Alain Finkielkraut invite l’idéologue du grand remplacement, Renaud Camus, sur France culture

Paranoïa et refus des vérités scientifiques

Alain Finkielkraut s’étant enfin auto-persuadé qu’il n’a pu persuader qui que ce soit, l’horreur radiographique peut enfin débuter. Il ne faudra à Renaud Camus que quelques minutes pour balancer sa première ineptie.
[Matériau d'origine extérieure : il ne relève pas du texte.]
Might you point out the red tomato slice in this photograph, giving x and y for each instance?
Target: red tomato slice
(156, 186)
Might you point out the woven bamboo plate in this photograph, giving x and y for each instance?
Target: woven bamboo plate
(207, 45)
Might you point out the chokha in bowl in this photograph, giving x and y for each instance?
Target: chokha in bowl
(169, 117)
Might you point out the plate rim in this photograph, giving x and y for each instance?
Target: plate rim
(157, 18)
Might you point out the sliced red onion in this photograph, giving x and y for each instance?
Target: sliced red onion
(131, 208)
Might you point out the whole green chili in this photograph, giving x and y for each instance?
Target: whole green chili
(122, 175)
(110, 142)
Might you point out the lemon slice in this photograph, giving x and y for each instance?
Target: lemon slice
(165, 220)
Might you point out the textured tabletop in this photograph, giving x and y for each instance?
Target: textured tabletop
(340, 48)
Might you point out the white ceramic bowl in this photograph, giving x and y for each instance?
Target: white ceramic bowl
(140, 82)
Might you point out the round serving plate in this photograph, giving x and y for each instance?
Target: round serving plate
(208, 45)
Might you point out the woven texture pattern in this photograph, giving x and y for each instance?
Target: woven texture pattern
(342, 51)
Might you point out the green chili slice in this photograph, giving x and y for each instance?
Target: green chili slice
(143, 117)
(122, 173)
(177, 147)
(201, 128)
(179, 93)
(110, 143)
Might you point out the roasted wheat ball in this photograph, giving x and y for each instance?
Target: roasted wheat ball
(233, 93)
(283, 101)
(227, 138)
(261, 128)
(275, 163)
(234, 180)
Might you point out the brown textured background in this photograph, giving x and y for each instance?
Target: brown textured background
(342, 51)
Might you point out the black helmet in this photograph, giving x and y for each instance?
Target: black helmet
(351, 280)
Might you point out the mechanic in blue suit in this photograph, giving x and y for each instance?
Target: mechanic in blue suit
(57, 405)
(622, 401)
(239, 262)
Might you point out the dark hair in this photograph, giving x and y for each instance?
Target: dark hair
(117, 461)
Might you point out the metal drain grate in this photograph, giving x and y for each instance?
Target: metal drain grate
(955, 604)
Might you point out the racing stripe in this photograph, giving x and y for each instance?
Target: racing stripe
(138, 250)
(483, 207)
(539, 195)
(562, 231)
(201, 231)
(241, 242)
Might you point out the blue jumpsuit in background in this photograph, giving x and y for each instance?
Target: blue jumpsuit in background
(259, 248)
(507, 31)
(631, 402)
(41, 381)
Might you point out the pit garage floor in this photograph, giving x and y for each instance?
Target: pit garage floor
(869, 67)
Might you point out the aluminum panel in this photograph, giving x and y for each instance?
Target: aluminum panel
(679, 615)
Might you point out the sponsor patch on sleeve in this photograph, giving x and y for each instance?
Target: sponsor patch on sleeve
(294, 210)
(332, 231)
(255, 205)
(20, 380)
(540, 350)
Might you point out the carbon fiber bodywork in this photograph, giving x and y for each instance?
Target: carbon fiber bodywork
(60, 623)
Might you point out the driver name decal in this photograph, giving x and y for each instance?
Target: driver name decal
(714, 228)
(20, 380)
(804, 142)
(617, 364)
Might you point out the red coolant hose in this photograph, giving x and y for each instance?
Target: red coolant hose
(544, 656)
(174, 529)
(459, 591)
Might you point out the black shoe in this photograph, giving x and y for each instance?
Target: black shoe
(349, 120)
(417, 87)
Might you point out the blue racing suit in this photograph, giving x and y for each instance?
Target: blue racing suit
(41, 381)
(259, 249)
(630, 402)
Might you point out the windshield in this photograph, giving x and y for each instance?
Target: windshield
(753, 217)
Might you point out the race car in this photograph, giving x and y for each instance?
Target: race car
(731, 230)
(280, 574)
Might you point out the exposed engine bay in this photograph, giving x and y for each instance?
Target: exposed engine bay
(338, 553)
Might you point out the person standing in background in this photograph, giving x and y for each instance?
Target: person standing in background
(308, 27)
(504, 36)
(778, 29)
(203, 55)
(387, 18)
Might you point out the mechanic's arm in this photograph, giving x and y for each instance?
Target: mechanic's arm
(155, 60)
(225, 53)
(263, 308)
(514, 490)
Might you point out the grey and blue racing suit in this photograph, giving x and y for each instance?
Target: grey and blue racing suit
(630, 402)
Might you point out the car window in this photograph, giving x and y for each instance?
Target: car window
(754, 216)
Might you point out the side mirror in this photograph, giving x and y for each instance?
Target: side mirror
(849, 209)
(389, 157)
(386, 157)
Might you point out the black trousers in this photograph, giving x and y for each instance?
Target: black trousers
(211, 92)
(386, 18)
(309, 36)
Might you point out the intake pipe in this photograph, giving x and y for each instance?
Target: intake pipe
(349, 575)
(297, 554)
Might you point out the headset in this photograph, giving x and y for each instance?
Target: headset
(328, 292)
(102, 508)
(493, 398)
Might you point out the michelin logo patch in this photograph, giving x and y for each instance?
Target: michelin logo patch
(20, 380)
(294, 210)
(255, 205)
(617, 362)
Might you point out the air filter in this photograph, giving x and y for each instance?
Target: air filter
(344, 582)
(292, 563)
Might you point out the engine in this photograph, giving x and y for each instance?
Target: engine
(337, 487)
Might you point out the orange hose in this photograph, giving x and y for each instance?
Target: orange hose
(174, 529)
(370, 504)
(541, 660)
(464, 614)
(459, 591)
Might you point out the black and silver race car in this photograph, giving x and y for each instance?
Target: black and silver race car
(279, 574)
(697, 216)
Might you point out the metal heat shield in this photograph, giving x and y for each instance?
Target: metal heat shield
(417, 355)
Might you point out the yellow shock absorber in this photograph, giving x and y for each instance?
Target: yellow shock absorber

À 6 minutes et 54 secondes exactement, on l’entend dire : “Je crois que l’Europe est plus profondément colonisée qu’elle n’a jamais colonisé l’Afrique. D’une façon beaucoup plus profonde pour rendre hommage à mon vis à vis, elle est essentielle parce qu’elle est démographique”. On voit ici l’expression d’un fantasme, de la folie même. Comment peut-on croire de quelque manière que ce soit que l’Europe soit aujourd’hui colonisée ?! On est choqué, abasourdi, ébahi lorsqu’on entend cette phrase, et on s’attend à ce que celui qui fait office de présentateur le soit tout autant. Il n’en n’est rien. Alain Finkielkraut y répondra par un simple “Très bien, donc je pense que nous avons compris”. Ah bon ? C’est tout ? Rien d’autre à ajouter M. Finkielkraut, vous qui avez pourtant l’habitude de vous agacer ou pire lorsque certains éructent des immondices, des bêtises.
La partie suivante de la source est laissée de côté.